Has the ruling ZANU PF government failed to create jobs as promised? Mr Nyasha Muchichwa an economist with LDRS said “The government has
not failed but it is failing”. If the current situation continues then more jobs will be lost.
But what is the correct unemployment figure in the country? Is it 84% or 5,6%? Mr Simbarashe Sibanda who represented the International Labour Organisation said unemployment is as given by the Statistics department and around 10%.
According to the strict definition of employment, many Zimbabweans are considered as employed. The discussion needs to move away from unemployment to under employment. He said most of the jobs in the informal sector were not secure and many Zimbabweans have very high education qualifications.

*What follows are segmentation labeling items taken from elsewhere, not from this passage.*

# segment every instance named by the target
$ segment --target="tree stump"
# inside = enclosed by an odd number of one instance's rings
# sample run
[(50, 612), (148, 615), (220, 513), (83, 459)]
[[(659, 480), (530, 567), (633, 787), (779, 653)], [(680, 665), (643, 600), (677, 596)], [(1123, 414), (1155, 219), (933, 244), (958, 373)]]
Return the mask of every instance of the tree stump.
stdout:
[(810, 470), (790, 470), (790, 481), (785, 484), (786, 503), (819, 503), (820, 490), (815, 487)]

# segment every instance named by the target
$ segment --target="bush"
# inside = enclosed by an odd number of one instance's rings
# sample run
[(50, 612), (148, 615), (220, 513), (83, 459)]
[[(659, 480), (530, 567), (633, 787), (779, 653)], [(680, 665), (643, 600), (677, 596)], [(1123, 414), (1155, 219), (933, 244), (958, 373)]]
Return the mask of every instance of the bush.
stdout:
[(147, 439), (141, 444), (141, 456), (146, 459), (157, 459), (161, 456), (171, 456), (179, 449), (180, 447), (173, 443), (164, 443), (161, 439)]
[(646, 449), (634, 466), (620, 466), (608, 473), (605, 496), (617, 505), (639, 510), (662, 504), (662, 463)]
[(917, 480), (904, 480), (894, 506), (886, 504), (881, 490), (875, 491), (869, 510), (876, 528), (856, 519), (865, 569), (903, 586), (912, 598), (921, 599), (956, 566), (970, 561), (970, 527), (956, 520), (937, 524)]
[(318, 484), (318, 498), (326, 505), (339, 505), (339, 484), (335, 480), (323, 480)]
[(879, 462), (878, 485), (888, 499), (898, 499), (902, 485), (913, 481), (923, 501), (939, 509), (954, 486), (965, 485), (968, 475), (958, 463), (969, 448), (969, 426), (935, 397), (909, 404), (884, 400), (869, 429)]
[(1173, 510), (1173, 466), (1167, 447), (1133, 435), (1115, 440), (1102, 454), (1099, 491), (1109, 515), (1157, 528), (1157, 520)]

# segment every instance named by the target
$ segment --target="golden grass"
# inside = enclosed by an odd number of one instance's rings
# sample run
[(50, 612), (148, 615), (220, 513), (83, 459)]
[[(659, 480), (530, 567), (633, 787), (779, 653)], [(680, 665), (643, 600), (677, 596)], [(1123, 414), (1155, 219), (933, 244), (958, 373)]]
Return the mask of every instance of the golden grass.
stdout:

The government needs to create better jobs for these.
Mr Muchichwa added that the unemployment figures given by Zimstats were likely to be very distorted. Zimbabwe has no social welfare programmes or unemployment benefits that provide safety nets for the unemployed. There is therefore no way of recording if those in the informal sector have not been looking for employment elsewhere.
This was also echoed by the vendors’ representative who said that most of the vendors were very skilled and had been forced into vending by the economic situation. He disagreed with the unemployment figures arguing that most of the vendors in his association wanted alternative employment.
The vendors castigated the government for claiming vendors in their ‘impressive’ employment figures but now seeking to remove them from the streets through the back door. Millions of dollars are being spent in tertiary education institutions only for the graduates to come out and do vending amongst other jobs that are not in tandem with their training.
Mr Sibanda urged government and other stakeholders to engage each other and find ways of formalising the informal sector and integrating it in the main economy.
Until a solution is found, Zimbabwe’s economy is expected to worsen. The ruling party will not manage to meet its targets of creating 2 million jobs in the 5 years it will be in power.